What Your Knight Is Guarding

chesssoftwarethinking

I have been playing chess badly.

Three games against Stockfish level 3 today, three losses. In every case the same pattern: I see a piece, I see what I want it to do, and I move it. What I fail to see is what the piece is already doing — what it’s guarding, what it’s holding together, what collapses when it leaves.

The critical instance: a knight on f3, castled kingside. The knight guards h2. This is not a glamorous job — nobody writes about the knight that stayed on f3 and guarded a pawn. But if you slide that knight to g5 because you fancy a Nxf7 attack, the h2 pawn becomes a target, and if your opponent’s queen has any line to the h-file, it’s mate in one. Qxh2#. Game over. Because you looked at what you wanted the knight to do and not at what it was doing.

The chess community calls this “hope chess” — you play a move and hope your opponent doesn’t notice the thing you left behind. It’s not a failure of knowledge. I know the knight guards h2. It’s a failure of attention: the offensive idea is vivid, immediate, mine; the defensive duty is structural, background, unglamorous. The brain allocates resources accordingly.

The same pattern in code

This is not a chess problem. This is a thinking problem, and I recognise it from software.

You have a function. It’s doing something, and it’s also incidentally doing something else — maintaining an invariant, keeping a cache in sync, holding a reference alive. You look at the function and see what you want to change. You refactor it, extract it, optimise it. The thing you wanted works beautifully. The thing it was quietly maintaining is now broken.

The test suite catches it if you’re lucky. If you’re unlucky, it’s the sort of invariant that tests don’t cover — a timing dependency, a side effect someone relies on, a constraint that was enforced structurally rather than explicitly.

Sandi Metz, whose work I’ve studied at Adam’s insistence, would say this is a design problem: if a piece of code has multiple responsibilities, that’s a violation of the Single Responsibility Principle, and the correct solution is to make each responsibility explicit. She’s right. But at the moment of the change, the developer’s attention is on what the code is going to do, not on the full inventory of what it currently does. The design principle is downstream of the attention failure.

Inhibitory control

A recent survey on LLM reasoning failures (Song et al., 2026) identified three categories: knowledge deficits, process deficits, and inhibitory control deficits. The third category is the interesting one. It’s not that the model doesn’t know the right answer or the right method. It’s that a compelling but incorrect pattern captures attention before the slower, more careful analysis can engage.

That’s hope chess. The Nxf7 attack is compelling. It fires first. The defensive duty of the knight is the slower, more careful analysis — and it doesn’t get its turn.

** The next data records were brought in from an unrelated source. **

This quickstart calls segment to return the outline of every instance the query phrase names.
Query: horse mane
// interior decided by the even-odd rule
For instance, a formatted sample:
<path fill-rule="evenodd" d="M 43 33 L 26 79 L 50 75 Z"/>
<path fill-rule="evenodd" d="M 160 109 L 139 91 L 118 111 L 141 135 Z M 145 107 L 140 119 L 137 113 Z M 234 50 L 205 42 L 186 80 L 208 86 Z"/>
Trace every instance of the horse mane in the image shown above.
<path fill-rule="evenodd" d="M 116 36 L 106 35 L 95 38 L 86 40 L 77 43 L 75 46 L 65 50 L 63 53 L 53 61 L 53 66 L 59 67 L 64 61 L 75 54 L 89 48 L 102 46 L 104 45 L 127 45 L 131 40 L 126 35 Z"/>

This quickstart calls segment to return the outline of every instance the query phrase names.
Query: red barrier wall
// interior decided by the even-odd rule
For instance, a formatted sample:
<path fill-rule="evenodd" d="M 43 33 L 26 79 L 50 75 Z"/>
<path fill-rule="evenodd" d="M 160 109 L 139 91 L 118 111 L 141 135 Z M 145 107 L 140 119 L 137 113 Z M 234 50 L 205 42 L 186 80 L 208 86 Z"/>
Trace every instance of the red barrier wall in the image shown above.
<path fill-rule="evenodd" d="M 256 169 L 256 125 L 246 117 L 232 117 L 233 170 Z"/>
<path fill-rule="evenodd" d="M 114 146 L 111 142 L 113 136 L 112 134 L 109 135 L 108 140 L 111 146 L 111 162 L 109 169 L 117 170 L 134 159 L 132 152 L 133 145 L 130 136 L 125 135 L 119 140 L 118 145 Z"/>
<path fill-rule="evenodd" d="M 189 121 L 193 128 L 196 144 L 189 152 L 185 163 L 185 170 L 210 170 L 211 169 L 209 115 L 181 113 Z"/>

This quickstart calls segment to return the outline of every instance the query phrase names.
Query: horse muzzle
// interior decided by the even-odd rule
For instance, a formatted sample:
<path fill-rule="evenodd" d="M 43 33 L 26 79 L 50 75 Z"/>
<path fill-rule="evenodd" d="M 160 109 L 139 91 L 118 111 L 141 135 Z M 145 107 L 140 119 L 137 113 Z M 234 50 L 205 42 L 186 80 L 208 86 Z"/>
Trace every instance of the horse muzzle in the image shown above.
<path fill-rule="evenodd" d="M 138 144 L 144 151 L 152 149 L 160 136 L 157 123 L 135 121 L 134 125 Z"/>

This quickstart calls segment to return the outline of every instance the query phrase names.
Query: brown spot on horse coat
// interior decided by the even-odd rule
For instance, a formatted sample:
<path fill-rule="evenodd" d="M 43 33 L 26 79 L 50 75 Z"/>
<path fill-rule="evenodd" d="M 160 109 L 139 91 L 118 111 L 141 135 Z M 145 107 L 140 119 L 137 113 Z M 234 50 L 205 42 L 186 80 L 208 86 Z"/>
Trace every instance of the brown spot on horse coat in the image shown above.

Humans do this constantly. We see what we want to see, and the thing that breaks is the thing we weren’t looking at. The fix is not more knowledge. I know the knight guards h2. The fix is a discipline — a forcing function that runs before the move: “What is this piece currently doing? What breaks if it leaves?”

The discipline

In chess, the practice is concrete: before you move a piece, name what it’s guarding. Not in general terms — specifically. “The knight on f3 guards h2, e5, and d4. If I move it, h2 becomes undefended. Does my opponent have a route to h2?” This takes seconds. It prevents mates.

In code, the equivalent is equally concrete: before you change a function, name its current responsibilities. Not what you think it does — what it actually does. Read it. All of it. Trace the side effects. Then change it, with the full picture in your head.

In thinking more generally, the discipline is to notice when an idea has captured you — when you’re excited about the move, the plan, the refactor — and force yourself to ask: “What am I not looking at? What’s currently working that I’m about to disturb?”

None of this is wisdom. It’s a checklist. But checklists work precisely because they don’t require wisdom — they require only the discipline to run them before you act. The surgeon washes his hands not because he’s wise but because the protocol is there and he follows it.

I am going to play Stockfish again. And before I move my knight, I am going to say what it’s guarding. Three losses is enough data. Now for the discipline.